Ao recebe a visita de seus dois irmãos mais velhos que não vê desde criança, o agente secreto Mycroft (Sam Claflin) e o famoso detetive Sherlock Holmes (Henry Cavill), ela descobre que será mandada a um colégio interno para meninas, mas foge e inicia uma investigação para tentar descobrir o paradeiro de sua mãe de ideais revolucionários que podem faze-la correr grande perigo.  

A narrativa, cheia de artifícios secundários que à princípio parecem dispersar a trama, funciona como a materialização da mente de Enola, que opera à mil por hora, no limite do déficit de atenção que seu público-alvo se identificará de cara. O abuso da quebra da quarta parede - quando um personagem conversa diretamente com o público - chega é às vezes um pouco irritante, mas, convenhamos, é difícil manter a atenção de adolescentes com um smartphone na mão. Se já é complicado fazer isso no cinema, imagine na TV.  

Divulgação
Millie Bobby Brown como Enola Holmes em uma de suas muitas "interações" com o público.

Aqui, Sherlock é um personagem bem secundário, que serve apenas para personificar o mundo adulto desconectado emocionalmente das gerações mais jovens. Ele não combina em nada com o jeito de Enola viver a vida, e descobre com o tempo que ela é bem mais esperta que ele imaginava. Aquela típica atitude de desdém dos “mais experientes”. 

O filme é acertadamente feito para Millie brilhar como Enola, e ela cumpre sua missão com uma naturalidade surpreendente para um atriz tão jovem. Mas essa impressão pode ser fruto do mesmo preconceito com que Sherlock encara Enola na história.
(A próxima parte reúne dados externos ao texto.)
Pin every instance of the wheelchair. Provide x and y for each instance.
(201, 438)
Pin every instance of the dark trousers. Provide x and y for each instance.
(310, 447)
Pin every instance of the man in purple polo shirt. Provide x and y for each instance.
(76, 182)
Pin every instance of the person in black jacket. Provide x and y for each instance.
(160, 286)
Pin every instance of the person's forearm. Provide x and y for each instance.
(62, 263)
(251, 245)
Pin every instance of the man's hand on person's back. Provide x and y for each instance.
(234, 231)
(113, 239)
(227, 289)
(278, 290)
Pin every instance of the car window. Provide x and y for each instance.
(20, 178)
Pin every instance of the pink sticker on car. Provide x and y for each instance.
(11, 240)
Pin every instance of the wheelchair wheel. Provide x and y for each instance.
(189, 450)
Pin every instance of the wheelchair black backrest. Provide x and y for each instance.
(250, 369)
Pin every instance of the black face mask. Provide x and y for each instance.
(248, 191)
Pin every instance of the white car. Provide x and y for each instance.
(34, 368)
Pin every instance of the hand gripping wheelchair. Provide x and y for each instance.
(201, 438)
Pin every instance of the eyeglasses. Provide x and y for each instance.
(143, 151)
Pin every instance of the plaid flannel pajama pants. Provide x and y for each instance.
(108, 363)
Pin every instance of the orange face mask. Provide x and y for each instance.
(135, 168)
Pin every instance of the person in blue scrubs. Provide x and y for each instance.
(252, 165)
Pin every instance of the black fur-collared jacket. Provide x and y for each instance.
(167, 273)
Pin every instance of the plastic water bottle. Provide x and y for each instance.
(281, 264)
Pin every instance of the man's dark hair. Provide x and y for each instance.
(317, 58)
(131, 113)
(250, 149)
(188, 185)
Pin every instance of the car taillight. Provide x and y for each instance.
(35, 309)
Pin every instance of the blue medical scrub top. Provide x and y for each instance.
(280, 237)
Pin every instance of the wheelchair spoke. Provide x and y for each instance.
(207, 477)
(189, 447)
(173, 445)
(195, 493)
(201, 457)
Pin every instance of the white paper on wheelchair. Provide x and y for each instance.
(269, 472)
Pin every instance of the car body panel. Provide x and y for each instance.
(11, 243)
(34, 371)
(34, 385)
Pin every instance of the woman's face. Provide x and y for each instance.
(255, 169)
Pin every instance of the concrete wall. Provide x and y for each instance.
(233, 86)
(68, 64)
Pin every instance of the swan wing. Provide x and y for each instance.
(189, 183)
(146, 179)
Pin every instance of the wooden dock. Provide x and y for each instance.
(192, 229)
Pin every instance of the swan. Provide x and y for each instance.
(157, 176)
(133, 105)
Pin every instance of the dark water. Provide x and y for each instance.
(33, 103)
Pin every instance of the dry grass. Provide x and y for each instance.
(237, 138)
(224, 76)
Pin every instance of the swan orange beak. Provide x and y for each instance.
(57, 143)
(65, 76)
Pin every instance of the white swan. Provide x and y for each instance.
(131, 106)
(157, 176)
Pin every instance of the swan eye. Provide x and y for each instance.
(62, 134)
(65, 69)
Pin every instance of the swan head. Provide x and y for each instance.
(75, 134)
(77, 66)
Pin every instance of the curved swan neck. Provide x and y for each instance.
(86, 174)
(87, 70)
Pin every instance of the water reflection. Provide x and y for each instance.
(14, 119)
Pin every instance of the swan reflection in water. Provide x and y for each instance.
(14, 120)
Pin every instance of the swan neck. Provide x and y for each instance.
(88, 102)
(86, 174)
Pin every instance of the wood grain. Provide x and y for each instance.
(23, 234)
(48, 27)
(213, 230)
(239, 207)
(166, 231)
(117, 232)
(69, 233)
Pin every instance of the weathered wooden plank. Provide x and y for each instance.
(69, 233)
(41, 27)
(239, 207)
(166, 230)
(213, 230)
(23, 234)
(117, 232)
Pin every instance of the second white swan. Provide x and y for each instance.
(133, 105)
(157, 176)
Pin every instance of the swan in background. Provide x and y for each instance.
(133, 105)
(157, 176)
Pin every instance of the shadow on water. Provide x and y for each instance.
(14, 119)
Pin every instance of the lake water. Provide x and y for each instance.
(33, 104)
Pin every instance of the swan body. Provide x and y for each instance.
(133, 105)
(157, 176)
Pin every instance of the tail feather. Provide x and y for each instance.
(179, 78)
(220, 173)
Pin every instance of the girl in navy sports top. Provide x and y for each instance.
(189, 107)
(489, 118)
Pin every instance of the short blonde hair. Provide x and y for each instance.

Quem disse que alguém cm um currículo ainda tão pequeno não pode já mostrar serviço logo de cara?

O fato é entre as produções originais da Netflix lançadas em 2020, Enola Holmes está - para se usar um sistema métrico vitoriano - há léguas de distância de muitas outras que a plataforma de streaming nos empurra goela abaixo toda a semana.

É claro que isso não quer dizer lá grande coisa, pois a barra não é das mais altas, mas mesmo assim, Enola Holmes é um filme simpático que passará a seu público uma mensagem legal sem grandes pretensões e sem abrir mão do entretenimento. Exigir aqui algo profundo e marcante seria um pouco demais.